The message being sent by the white Union soldiers to these white southern women (and again, their husbands) was clear: this was revenge, revenge that they had arranged on “behalf” of the men they were “allowing” to do the raping. These white men could watch these white women suffer, and now feel liberated from the moral debts and sins that they had incurred by these fellow whites; these fellow whites who had created and benefited from the black slave class that was now getting its retribution. These members of the former slave class getting their revenge would be the only ones who saw punishment for their white brethren’s search for redemption; their white brethren had found what Christopher Hitchens would have called their scapegoat.
Because true allyship is a simple state of mind, we are given a nice keyhole view into what it means to be an “ally” to many of these people who somehow believe that when it comes to racism — the belief that all members of each race possess characteristics or abilities specific to that race, especially so as to distinguish it as inferior or superior to another race or races — that actions speak louder than words. If you believe action (as opposed to belief) is what designates a racist or a non-racist, it logically follows that allyship will naturally result in a simple performance, rather than a change in a state of mind. True allyship comes from within; if it is honest, the allying actions will follow. And instead of just seeing representatives of an entire demographic, a true ally will not only be able to see the individual virtues of someone who doesn’t look or act like them, but more importantly, they will be able to see the nasty details, unpleasant idiosyncrasies, and internal monstrosities that we all possess. It can be ugly. But it’s real; not an imaginary performance to be broadcast through the usual channels of shares and retweets and Instagram stories, or what can charitably be called the Avenues of the White Ally.

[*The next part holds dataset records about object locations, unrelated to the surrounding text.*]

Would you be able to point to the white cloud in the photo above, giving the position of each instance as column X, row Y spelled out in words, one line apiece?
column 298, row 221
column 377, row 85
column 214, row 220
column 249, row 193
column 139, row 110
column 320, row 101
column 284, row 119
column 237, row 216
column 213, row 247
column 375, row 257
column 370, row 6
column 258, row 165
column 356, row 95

In the end, white allies today could be said are doing exactly what white allies have always been doing since the Civil War by letting non-whites feel the brunt of the consequences of divisive, unthoughtful, pseudo-social justice rhetoric that only succeeds in working people up, all in the name of raising awareness, which is, as everyone knows, “the first step to change.” Funny how we always seem to get stuck on that first step. Every time a self-described ally displays or performs their allyship and drives the right wingers, centrists, and pretty much everyone who isn’t a hard-liner intersectional leftist, completely nuts for varying reasons, they are effectively placing every non-white, non-LGBT, non-majority’s neck in the proverbial noose. And while they’re dangling from the proverbial tree, the white ally can continue to not only feel righteous about being on “the right side of history”, but can also continue to perform it and reap the benefits of virtue forever without consequence.
The white allies — both the 19th century and the 21st — have officially given Jesus Christ a run for his money in the vicarious redemption game.